Dans un contexte d’urgence humanitaire croissante à Kinshasa, l’Union européenne (UE) a annoncé, ce jeudi 11 décembre, une contribution de 150.000 euros à la Fédération internationale des Sociétés de la Croix-Rouge et du Croissant-Rouge (IFRC). Cette aide vise à soutenir un programme post-inondations destiné à plus de 15.000 personnes vulnérables touchées par les pluies diluviennes des 11 et 12 novembre 2025.

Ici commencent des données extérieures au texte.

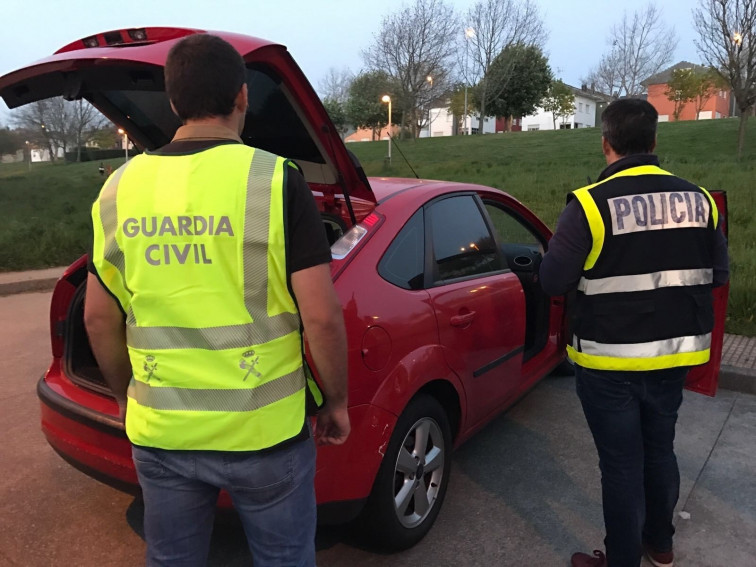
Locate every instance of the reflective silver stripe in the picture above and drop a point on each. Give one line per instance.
(211, 338)
(189, 399)
(645, 282)
(256, 228)
(109, 219)
(651, 349)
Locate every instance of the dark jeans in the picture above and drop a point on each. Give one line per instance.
(632, 416)
(272, 491)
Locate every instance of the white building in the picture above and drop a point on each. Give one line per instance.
(441, 123)
(588, 107)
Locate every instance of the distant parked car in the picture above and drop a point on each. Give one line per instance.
(447, 324)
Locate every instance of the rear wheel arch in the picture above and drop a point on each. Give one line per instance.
(446, 394)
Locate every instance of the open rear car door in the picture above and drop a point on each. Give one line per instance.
(705, 378)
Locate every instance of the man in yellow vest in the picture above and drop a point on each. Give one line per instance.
(642, 248)
(208, 258)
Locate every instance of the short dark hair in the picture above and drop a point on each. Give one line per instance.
(629, 125)
(203, 75)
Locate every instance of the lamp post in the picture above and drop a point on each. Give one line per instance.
(430, 105)
(469, 33)
(125, 142)
(387, 98)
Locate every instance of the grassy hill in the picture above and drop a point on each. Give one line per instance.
(540, 168)
(46, 209)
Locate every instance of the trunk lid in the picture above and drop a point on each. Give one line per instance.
(121, 73)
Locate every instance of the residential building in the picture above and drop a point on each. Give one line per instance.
(718, 106)
(588, 103)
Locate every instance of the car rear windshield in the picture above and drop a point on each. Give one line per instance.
(271, 124)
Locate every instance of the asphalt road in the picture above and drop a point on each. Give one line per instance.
(524, 491)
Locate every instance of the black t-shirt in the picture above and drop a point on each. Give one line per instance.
(306, 242)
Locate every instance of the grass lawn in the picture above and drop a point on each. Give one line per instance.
(47, 209)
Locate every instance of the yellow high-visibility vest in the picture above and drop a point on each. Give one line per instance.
(193, 248)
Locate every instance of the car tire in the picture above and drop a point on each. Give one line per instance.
(411, 483)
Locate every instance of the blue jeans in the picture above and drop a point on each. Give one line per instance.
(272, 491)
(632, 417)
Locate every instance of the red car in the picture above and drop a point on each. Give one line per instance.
(447, 325)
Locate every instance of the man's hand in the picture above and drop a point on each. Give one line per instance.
(332, 427)
(122, 409)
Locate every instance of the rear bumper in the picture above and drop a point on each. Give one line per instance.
(96, 444)
(93, 442)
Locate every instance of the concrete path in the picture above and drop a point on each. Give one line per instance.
(524, 491)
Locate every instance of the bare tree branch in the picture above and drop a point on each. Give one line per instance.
(412, 45)
(641, 46)
(497, 25)
(335, 85)
(727, 42)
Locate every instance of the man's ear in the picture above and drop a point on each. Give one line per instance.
(242, 99)
(606, 146)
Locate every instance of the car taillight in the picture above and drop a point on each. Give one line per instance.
(61, 302)
(356, 236)
(348, 242)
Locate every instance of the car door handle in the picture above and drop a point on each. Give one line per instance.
(462, 320)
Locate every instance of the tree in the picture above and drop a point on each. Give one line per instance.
(707, 83)
(559, 100)
(727, 42)
(106, 137)
(641, 46)
(412, 45)
(57, 124)
(335, 85)
(84, 121)
(364, 108)
(496, 25)
(519, 77)
(681, 89)
(337, 112)
(457, 105)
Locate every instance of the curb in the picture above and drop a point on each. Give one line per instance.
(741, 380)
(27, 286)
(732, 378)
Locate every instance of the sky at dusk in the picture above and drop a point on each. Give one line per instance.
(319, 34)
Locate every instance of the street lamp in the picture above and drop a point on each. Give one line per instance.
(430, 105)
(469, 34)
(125, 142)
(387, 98)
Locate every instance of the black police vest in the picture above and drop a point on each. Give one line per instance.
(644, 301)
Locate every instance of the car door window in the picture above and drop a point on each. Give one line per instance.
(509, 229)
(403, 262)
(462, 244)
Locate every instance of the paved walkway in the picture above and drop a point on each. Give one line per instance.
(738, 371)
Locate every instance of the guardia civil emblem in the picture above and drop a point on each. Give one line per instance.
(150, 366)
(248, 363)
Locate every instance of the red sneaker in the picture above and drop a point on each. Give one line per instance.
(659, 559)
(585, 560)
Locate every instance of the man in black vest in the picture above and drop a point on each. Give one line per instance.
(642, 248)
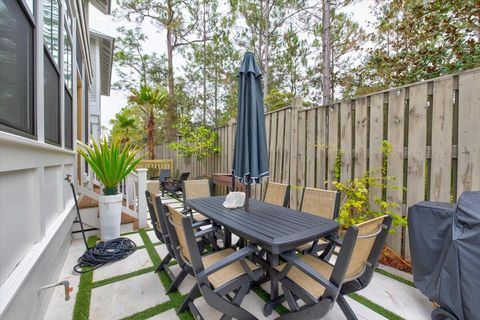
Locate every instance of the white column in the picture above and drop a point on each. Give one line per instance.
(142, 201)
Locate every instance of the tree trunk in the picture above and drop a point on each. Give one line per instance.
(171, 114)
(204, 62)
(151, 135)
(326, 52)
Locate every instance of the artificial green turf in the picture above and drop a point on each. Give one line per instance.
(82, 304)
(375, 307)
(81, 309)
(265, 296)
(175, 297)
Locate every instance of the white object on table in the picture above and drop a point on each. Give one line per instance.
(234, 200)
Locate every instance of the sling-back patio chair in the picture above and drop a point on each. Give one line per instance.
(174, 186)
(320, 284)
(158, 218)
(323, 203)
(278, 194)
(193, 189)
(162, 178)
(218, 274)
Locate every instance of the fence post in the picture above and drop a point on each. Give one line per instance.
(297, 104)
(142, 201)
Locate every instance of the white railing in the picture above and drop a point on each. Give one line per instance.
(133, 192)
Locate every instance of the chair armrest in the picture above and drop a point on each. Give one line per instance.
(234, 257)
(202, 233)
(333, 238)
(201, 224)
(308, 270)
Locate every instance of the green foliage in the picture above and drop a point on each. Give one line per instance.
(277, 100)
(417, 40)
(125, 126)
(358, 205)
(110, 162)
(199, 142)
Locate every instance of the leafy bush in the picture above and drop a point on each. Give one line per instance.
(199, 142)
(357, 204)
(111, 163)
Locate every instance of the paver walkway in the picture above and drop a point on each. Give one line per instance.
(129, 289)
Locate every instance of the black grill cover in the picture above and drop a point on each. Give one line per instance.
(445, 249)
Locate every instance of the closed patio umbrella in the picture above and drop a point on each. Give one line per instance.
(250, 161)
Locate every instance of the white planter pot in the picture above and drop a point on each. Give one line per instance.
(110, 216)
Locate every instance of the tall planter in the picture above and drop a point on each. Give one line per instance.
(110, 216)
(111, 164)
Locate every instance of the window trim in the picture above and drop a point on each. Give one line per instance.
(9, 129)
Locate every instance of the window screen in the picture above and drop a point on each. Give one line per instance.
(16, 68)
(68, 120)
(52, 101)
(51, 28)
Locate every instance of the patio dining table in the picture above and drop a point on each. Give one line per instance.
(275, 229)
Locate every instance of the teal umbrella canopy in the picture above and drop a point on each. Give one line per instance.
(250, 161)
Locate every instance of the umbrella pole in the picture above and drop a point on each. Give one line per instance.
(247, 198)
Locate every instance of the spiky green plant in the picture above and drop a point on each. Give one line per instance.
(111, 163)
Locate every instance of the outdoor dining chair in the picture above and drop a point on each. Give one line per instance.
(158, 218)
(218, 274)
(320, 284)
(193, 189)
(323, 203)
(278, 194)
(174, 186)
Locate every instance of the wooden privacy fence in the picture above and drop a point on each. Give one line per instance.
(433, 127)
(156, 165)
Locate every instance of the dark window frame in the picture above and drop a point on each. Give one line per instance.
(34, 132)
(68, 95)
(59, 118)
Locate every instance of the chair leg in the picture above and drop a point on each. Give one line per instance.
(163, 263)
(237, 300)
(347, 311)
(176, 283)
(192, 295)
(292, 304)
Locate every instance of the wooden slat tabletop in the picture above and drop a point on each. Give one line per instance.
(277, 229)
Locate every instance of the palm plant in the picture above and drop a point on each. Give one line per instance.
(111, 163)
(148, 99)
(124, 126)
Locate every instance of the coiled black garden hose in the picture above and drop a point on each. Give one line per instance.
(103, 252)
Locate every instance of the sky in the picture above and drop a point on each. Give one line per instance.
(360, 11)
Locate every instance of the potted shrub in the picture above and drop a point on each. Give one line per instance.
(111, 163)
(358, 204)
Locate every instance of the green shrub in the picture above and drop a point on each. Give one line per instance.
(357, 204)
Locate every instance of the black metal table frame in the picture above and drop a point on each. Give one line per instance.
(324, 228)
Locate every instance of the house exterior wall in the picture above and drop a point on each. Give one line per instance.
(36, 204)
(95, 96)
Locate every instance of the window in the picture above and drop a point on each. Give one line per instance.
(67, 74)
(51, 28)
(51, 38)
(68, 120)
(51, 101)
(17, 111)
(67, 61)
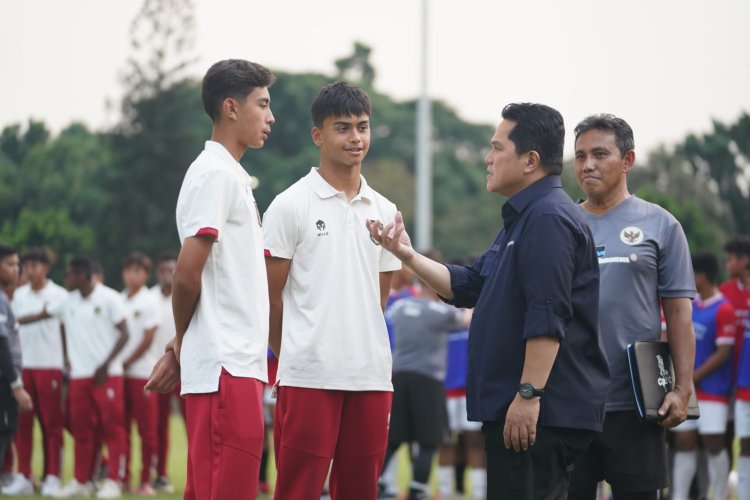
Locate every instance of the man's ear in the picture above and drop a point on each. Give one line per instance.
(533, 161)
(628, 161)
(229, 108)
(315, 134)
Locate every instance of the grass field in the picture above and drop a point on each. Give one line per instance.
(177, 461)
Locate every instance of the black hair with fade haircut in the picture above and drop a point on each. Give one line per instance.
(139, 259)
(339, 99)
(37, 254)
(739, 245)
(6, 251)
(707, 264)
(538, 128)
(610, 123)
(81, 265)
(232, 78)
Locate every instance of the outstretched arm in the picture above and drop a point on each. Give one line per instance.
(395, 239)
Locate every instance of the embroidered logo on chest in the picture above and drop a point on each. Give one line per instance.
(631, 235)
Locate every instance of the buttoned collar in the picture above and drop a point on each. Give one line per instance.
(325, 190)
(519, 201)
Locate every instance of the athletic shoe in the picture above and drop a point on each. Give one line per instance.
(51, 487)
(110, 489)
(162, 485)
(145, 490)
(20, 486)
(76, 489)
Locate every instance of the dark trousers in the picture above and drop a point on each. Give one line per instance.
(542, 472)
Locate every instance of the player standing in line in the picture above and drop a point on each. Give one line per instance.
(139, 357)
(163, 293)
(468, 441)
(421, 325)
(330, 281)
(44, 353)
(96, 331)
(12, 394)
(220, 292)
(714, 325)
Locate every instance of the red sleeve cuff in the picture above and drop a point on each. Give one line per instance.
(208, 231)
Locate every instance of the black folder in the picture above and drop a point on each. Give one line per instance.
(652, 377)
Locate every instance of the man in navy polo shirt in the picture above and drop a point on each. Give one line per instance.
(538, 375)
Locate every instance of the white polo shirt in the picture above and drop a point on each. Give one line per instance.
(41, 342)
(230, 325)
(166, 330)
(143, 313)
(90, 329)
(333, 330)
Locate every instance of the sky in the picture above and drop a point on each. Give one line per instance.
(668, 67)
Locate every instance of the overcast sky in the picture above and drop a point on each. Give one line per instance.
(666, 66)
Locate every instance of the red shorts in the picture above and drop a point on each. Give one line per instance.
(45, 388)
(225, 440)
(103, 406)
(314, 426)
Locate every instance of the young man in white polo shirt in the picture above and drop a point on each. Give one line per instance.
(96, 331)
(220, 292)
(43, 360)
(332, 282)
(139, 357)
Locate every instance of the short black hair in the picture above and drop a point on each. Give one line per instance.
(235, 78)
(6, 251)
(611, 123)
(37, 254)
(140, 259)
(538, 128)
(707, 264)
(339, 99)
(81, 264)
(738, 245)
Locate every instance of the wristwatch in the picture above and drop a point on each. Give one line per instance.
(528, 391)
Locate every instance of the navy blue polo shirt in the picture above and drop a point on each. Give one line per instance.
(539, 278)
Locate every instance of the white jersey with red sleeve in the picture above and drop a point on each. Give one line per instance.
(41, 341)
(90, 329)
(229, 328)
(143, 314)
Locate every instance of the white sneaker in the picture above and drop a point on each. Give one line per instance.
(20, 486)
(109, 489)
(75, 489)
(51, 487)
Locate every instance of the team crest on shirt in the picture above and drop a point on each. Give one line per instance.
(631, 235)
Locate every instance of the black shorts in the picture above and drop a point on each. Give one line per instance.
(418, 413)
(631, 455)
(540, 473)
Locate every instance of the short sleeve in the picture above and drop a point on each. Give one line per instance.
(675, 267)
(207, 204)
(280, 231)
(152, 316)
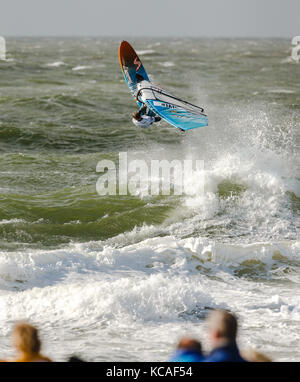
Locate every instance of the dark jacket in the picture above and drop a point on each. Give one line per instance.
(228, 353)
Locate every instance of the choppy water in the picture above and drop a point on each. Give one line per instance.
(121, 278)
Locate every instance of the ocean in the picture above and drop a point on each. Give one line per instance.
(122, 278)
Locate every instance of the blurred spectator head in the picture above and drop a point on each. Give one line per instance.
(222, 327)
(187, 343)
(26, 338)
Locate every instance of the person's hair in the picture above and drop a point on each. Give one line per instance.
(26, 338)
(136, 116)
(189, 344)
(252, 355)
(224, 323)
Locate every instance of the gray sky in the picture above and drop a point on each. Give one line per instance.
(228, 18)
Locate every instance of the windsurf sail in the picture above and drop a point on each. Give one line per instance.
(181, 114)
(173, 110)
(2, 48)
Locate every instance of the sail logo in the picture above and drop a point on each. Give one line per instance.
(138, 63)
(296, 49)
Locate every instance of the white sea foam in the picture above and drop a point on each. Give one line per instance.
(167, 64)
(81, 67)
(56, 64)
(131, 289)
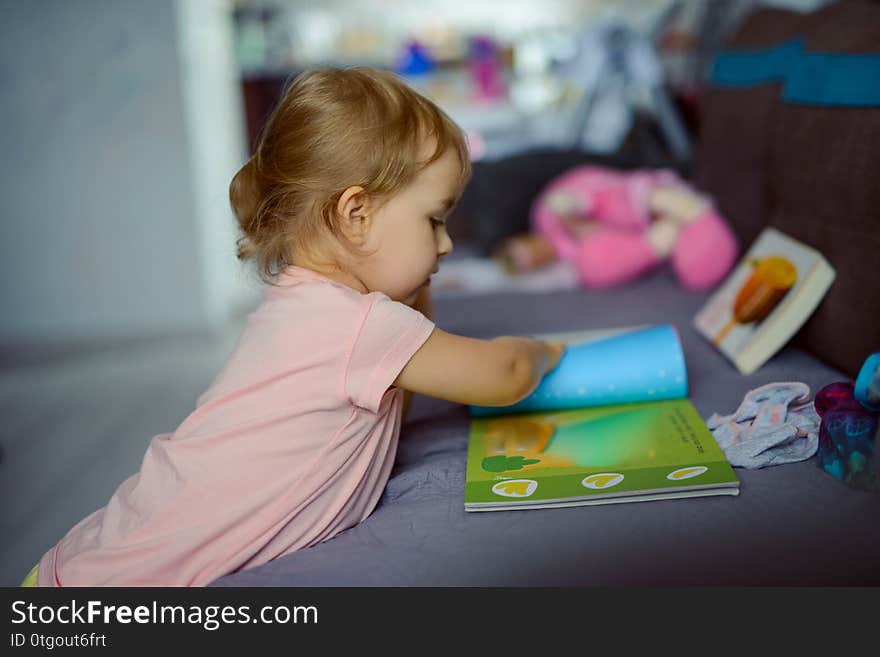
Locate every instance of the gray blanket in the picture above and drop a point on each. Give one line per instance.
(791, 524)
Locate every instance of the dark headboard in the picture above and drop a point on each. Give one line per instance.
(805, 162)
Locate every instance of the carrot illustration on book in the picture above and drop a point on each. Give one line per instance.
(771, 279)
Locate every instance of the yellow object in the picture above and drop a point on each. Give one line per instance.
(31, 579)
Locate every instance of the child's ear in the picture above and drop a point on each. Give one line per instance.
(352, 214)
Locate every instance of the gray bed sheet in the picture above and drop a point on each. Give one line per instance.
(791, 524)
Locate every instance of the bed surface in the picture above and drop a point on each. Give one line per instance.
(791, 524)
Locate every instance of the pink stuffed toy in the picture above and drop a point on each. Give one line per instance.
(617, 225)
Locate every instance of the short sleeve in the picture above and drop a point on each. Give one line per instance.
(386, 338)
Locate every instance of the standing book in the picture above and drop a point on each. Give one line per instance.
(610, 424)
(765, 300)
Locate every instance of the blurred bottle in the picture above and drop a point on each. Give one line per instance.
(486, 69)
(415, 60)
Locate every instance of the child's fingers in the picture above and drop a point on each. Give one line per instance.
(555, 350)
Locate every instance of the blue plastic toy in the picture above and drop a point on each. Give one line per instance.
(636, 366)
(848, 434)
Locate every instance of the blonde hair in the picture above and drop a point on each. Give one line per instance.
(332, 129)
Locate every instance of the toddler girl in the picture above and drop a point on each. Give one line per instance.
(343, 208)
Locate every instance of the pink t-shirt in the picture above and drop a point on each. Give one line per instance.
(292, 443)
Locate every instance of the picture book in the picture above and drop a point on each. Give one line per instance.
(765, 300)
(610, 424)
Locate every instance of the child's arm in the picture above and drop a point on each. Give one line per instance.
(424, 305)
(495, 372)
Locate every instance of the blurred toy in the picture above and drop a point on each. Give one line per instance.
(771, 279)
(617, 225)
(774, 424)
(848, 434)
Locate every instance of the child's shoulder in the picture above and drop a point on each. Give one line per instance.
(307, 289)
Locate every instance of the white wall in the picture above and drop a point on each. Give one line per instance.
(118, 145)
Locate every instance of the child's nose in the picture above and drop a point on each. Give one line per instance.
(444, 246)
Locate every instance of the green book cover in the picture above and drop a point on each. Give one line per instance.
(598, 455)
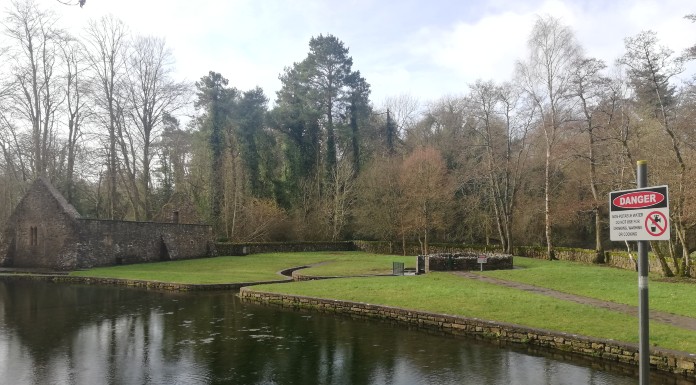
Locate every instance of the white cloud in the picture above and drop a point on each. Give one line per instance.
(427, 49)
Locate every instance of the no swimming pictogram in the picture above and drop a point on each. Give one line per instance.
(639, 214)
(656, 223)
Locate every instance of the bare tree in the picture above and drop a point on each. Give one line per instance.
(546, 76)
(106, 45)
(503, 128)
(591, 88)
(427, 191)
(34, 57)
(651, 67)
(76, 91)
(151, 93)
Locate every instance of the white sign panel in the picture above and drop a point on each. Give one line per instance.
(639, 215)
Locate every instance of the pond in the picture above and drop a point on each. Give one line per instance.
(73, 334)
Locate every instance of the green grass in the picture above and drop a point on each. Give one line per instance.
(448, 294)
(605, 283)
(251, 268)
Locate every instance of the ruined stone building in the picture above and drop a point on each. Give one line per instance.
(45, 231)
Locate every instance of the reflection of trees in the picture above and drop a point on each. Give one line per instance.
(131, 336)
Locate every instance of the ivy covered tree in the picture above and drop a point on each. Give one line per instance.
(214, 98)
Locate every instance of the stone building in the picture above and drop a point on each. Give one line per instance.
(45, 231)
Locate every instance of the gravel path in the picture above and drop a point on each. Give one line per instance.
(667, 318)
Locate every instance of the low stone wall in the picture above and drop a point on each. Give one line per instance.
(467, 262)
(281, 247)
(618, 259)
(665, 360)
(151, 285)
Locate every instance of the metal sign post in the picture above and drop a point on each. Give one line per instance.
(481, 260)
(641, 215)
(643, 311)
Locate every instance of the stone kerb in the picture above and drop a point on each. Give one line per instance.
(468, 261)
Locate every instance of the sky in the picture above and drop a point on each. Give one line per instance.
(425, 49)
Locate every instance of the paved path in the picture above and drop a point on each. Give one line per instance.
(667, 318)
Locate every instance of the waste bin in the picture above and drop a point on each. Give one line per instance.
(398, 268)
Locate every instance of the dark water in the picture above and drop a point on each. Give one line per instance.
(65, 334)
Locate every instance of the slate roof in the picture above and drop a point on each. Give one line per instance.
(64, 205)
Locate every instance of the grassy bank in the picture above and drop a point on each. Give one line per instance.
(448, 294)
(605, 283)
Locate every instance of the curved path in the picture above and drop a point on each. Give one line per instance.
(667, 318)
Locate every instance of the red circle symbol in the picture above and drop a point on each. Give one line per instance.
(656, 223)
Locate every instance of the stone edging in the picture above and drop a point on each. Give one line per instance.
(661, 359)
(154, 285)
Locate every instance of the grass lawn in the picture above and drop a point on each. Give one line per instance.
(601, 282)
(251, 268)
(448, 294)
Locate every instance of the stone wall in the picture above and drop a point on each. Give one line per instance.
(104, 243)
(467, 262)
(669, 361)
(42, 223)
(618, 259)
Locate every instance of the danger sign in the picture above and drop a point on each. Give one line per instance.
(639, 215)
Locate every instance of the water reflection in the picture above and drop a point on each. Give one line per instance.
(67, 334)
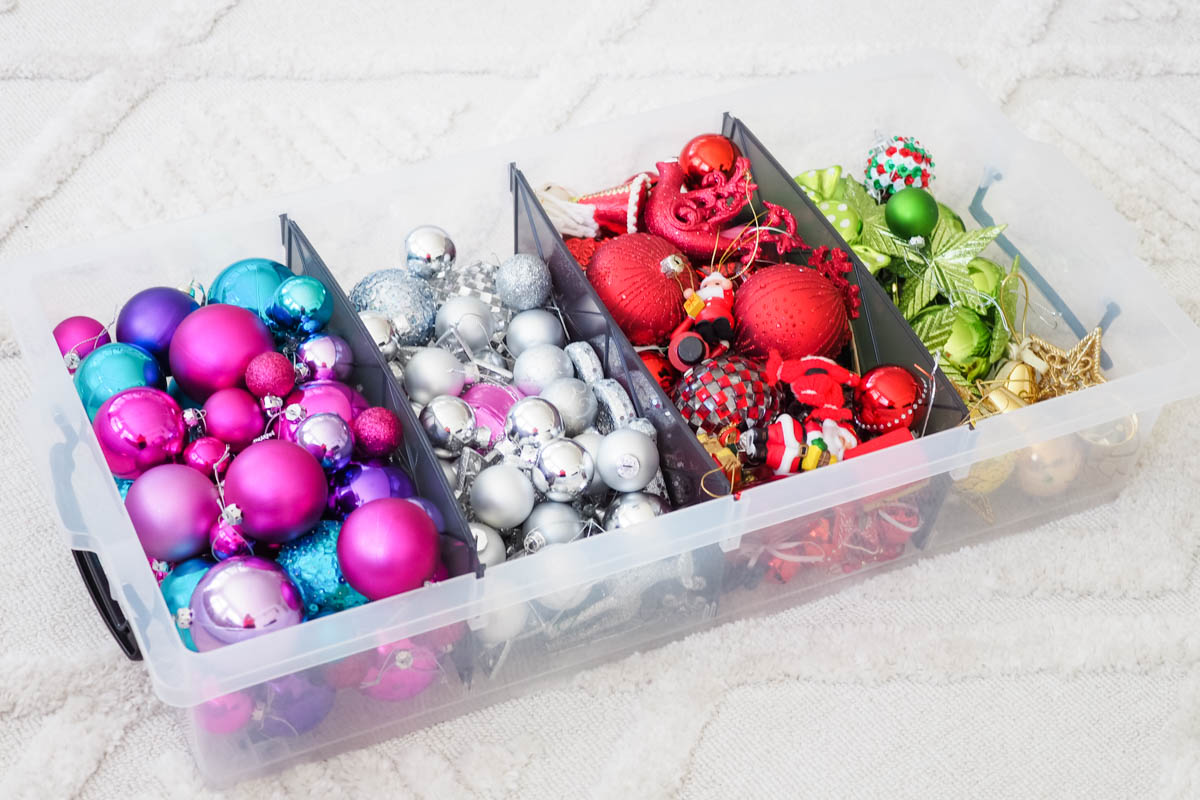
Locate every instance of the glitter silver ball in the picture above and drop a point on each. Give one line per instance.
(563, 470)
(532, 422)
(429, 250)
(522, 282)
(450, 423)
(401, 296)
(540, 366)
(628, 510)
(575, 402)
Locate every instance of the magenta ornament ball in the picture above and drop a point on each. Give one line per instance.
(213, 347)
(387, 547)
(234, 416)
(78, 336)
(280, 488)
(139, 428)
(173, 507)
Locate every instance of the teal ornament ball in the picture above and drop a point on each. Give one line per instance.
(311, 561)
(250, 283)
(911, 212)
(178, 588)
(301, 305)
(113, 368)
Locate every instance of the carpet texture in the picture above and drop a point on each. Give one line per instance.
(1059, 662)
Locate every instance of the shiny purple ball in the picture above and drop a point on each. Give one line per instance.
(240, 599)
(78, 336)
(173, 507)
(150, 317)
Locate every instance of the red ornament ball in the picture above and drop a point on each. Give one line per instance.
(792, 310)
(377, 432)
(889, 397)
(706, 154)
(270, 373)
(643, 295)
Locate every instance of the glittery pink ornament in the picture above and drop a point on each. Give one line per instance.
(213, 347)
(377, 432)
(139, 428)
(270, 373)
(387, 547)
(78, 336)
(234, 416)
(208, 455)
(280, 489)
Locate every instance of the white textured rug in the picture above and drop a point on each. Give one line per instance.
(1059, 662)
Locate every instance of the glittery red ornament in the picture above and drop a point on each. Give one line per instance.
(726, 391)
(643, 294)
(888, 397)
(706, 154)
(792, 310)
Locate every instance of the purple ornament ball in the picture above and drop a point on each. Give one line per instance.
(173, 507)
(388, 547)
(280, 488)
(78, 336)
(240, 599)
(214, 346)
(150, 317)
(139, 428)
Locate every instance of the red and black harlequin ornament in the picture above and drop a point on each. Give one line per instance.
(726, 391)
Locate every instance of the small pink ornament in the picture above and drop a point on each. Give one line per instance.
(270, 373)
(139, 428)
(213, 347)
(401, 669)
(208, 455)
(173, 507)
(280, 488)
(387, 547)
(78, 336)
(377, 432)
(234, 416)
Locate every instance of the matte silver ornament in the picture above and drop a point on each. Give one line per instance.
(628, 459)
(563, 470)
(539, 366)
(429, 250)
(502, 497)
(522, 282)
(534, 326)
(575, 403)
(633, 509)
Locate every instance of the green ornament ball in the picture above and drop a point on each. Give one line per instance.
(911, 212)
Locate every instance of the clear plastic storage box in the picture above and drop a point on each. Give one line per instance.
(480, 638)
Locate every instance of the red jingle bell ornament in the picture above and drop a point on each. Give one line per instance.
(641, 278)
(891, 397)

Mis en œuvre en partenariat avec la Croix-Rouge de la RDC, ce programme d’urgence se déroulera sur une période de quatre mois, du 19 novembre 2025 au 31 mars 2026. Il prévoit une assistance humanitaire intégrée, axée sur l’accès à l’eau potable, l’assainissement, les services de santé d’urgence, la prévention des épidémies, ainsi que la fourniture d’abris temporaires et d’articles ménagers essentiels.
L’objectif principal est de réduire les risques sanitaires post-inondations et de rétablir des conditions de vie minimales pour les familles les plus touchées. Selon l’IFRC, le budget total de l’opération s’élève à 495.000 euros, dont une partie est mobilisée localement.
Les inondations survenues à Kinshasa ont causé des dégâts importants dans 20 communes. Le bilan consolidé fait état de plus de 99.000 personnes sinistrées (16.523 ménages), 10.555 maisons inondées, 860 complètement détruites, 153 blessés et 10 décès. Ces chiffres alarmants reflètent la vulnérabilité croissante des zones urbaines de la capitale face aux aléas climatiques, aggravés par un drainage urbain défaillant et la montée simultanée des rivières N’djili, Nsanga et Makelele, ainsi que du fleuve Congo.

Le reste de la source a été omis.